The qualifying organisations include federally qualified health centres, Ryan White HIV/AIDS programme grantees, certain children’s hospitals, certain critical access hospitals, disproportionate share hospitals serving a high share of low-income patients, and several other categories defined in statute. The intent of the programme, in its original Congressional framing, was to allow safety-net providers to stretch limited federal resources further by reducing what they pay for outpatient medications.
For specialty pharmaceuticals — biologics, plasma-derived therapies, oncology agents, immunology medications — the 340B price differential is meaningful. Specialty drugs frequently cost tens or hundreds of thousands of dollars per patient per year, and the 340B discount creates a margin that safety-net institutions can use to fund care that would not otherwise be financially sustainable.
How a 340B specialty pharmacy actually operates
A 340B Specialty Pharmacy is a specialty pharmacy that contracts with one or more 340B-eligible covered entities to dispense medications under 340B pricing for eligible patients of those entities.
The model is operationally complex. The pharmacy must verify patient eligibility under the contract pharmacy rules, maintain inventory separation or virtual inventory management to track 340B-purchased drugs separately from non-340B inventory, comply with HRSA audit requirements, and avoid duplicate discounts where Medicaid rebates would also apply.
The compliance burden is real. HRSA audits, manufacturer audits, and self-audits are all part of the operating environment, and the documentation requirements are substantial. Specialty pharmacies operating in this space typically maintain dedicated 340B compliance teams alongside their clinical and dispensing operations.
The Health Affairs journal and various peer-reviewed health policy publications have documented both the benefits and the controversies of the programme over its three decades, with debate continuing about scope, qualifying entity definitions, contract pharmacy arrangements, and manufacturer obligations.
What it changes for patients
For eligible patients receiving care from 340B-qualifying institutions, the programme expands access to specialty therapies that the institution might not otherwise be able to provide. The patient does not see the pricing mechanics; they see expanded availability of medications that would otherwise be financially out of reach for the institution to support.

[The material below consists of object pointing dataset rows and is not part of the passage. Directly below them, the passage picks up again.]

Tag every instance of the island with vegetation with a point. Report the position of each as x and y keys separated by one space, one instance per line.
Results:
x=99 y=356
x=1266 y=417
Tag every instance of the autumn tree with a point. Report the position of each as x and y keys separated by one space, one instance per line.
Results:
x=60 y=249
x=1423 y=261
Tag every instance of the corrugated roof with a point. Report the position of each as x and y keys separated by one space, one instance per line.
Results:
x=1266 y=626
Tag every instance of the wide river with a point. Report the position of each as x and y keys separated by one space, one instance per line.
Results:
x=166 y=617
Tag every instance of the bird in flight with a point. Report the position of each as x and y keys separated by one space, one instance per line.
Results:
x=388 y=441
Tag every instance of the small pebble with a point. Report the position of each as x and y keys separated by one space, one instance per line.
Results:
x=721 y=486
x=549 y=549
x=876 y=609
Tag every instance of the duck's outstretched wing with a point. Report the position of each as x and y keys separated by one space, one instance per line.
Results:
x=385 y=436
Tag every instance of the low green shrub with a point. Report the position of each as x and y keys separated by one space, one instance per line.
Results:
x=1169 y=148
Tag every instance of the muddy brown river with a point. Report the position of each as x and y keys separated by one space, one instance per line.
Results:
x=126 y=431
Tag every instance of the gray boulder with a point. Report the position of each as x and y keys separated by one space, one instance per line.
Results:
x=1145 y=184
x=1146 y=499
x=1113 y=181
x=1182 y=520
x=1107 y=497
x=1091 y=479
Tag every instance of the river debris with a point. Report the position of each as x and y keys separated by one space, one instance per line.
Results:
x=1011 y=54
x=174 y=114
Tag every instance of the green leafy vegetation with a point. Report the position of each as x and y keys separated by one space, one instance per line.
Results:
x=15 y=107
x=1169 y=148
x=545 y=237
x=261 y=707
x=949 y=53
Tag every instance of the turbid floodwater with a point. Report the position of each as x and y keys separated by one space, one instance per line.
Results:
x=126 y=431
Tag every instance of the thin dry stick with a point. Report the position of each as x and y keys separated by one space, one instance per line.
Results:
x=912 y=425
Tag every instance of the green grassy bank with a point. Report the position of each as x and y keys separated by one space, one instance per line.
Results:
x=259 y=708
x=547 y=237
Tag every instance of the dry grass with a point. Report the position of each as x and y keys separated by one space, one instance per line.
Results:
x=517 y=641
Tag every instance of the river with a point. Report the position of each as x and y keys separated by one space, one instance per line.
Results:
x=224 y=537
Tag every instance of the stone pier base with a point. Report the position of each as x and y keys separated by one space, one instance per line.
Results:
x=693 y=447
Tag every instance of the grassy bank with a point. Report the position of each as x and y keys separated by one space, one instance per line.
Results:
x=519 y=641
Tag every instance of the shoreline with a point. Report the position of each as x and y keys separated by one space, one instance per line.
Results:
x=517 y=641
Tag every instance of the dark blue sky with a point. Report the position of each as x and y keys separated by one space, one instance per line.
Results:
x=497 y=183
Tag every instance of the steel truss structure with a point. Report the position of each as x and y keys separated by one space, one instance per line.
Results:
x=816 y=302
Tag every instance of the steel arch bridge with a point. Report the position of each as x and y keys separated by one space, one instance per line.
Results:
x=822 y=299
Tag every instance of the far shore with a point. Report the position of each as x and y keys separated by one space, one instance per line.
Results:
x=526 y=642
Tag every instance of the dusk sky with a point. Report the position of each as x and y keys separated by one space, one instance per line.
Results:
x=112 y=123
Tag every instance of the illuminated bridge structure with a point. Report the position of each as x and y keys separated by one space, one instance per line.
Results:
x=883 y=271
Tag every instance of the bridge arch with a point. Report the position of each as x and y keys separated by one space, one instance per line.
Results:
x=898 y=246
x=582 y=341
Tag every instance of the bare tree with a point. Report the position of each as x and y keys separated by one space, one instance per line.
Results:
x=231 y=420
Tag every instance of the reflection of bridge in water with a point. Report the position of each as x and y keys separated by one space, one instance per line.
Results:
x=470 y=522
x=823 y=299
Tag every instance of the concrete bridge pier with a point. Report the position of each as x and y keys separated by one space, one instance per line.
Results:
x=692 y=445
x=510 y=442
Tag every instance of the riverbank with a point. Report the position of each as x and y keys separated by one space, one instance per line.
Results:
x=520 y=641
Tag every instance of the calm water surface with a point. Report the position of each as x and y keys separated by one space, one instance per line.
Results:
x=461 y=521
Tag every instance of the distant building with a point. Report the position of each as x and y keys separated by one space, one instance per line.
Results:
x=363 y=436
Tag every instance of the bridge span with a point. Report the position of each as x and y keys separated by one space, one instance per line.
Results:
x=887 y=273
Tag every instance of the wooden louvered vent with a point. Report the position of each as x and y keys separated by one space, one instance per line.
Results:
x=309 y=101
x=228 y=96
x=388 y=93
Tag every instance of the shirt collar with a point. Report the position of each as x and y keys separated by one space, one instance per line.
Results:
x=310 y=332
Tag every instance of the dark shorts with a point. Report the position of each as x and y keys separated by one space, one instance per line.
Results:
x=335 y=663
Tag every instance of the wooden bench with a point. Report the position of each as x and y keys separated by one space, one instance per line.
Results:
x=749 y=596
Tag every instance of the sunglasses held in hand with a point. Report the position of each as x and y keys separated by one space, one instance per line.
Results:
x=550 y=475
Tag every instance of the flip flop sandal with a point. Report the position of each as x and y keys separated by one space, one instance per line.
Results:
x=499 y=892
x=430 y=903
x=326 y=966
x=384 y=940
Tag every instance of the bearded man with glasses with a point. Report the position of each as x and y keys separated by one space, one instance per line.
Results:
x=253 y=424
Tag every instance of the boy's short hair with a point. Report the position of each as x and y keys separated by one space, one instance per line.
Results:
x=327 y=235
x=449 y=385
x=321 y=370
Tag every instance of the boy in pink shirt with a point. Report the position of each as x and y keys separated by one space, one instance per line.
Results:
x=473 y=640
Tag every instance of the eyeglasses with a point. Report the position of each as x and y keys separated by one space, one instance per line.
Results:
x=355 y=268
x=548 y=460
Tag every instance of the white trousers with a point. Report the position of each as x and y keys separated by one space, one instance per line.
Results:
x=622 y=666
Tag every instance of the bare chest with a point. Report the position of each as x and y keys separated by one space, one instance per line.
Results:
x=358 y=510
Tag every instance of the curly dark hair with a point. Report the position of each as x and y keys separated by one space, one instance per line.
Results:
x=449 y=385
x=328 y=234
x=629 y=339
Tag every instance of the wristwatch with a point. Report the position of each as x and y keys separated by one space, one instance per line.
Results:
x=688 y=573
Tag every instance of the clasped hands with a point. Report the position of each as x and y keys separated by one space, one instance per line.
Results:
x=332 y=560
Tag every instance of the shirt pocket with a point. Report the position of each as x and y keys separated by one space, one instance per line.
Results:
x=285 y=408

For the broader system, the programme funds a meaningful portion of the safety-net pharmacy infrastructure in the United States, particularly in rural areas and inner-city federally qualified health centres where conventional pharmacy economics do not support specialty drug provision.
See also: How Everyday Moments Can Impact Our Future Health
FAQ
Who qualifies as a 340B-eligible entity? Federally qualified health centres, Ryan White grantees, certain children’s hospitals, critical access hospitals, disproportionate share hospitals, and several other categories defined in the statute.
Is the patient billed differently under 340B? Patient billing is largely unaffected by 340B. The pricing differential is between the pharmacy and the manufacturer; insurance billing and patient cost-sharing follow the patient’s coverage.
Why is 340B controversial? Debate centres on the scope of the programme, the contract pharmacy arrangements that have grown around it, manufacturer obligations, and the use of 340B revenue by qualifying entities.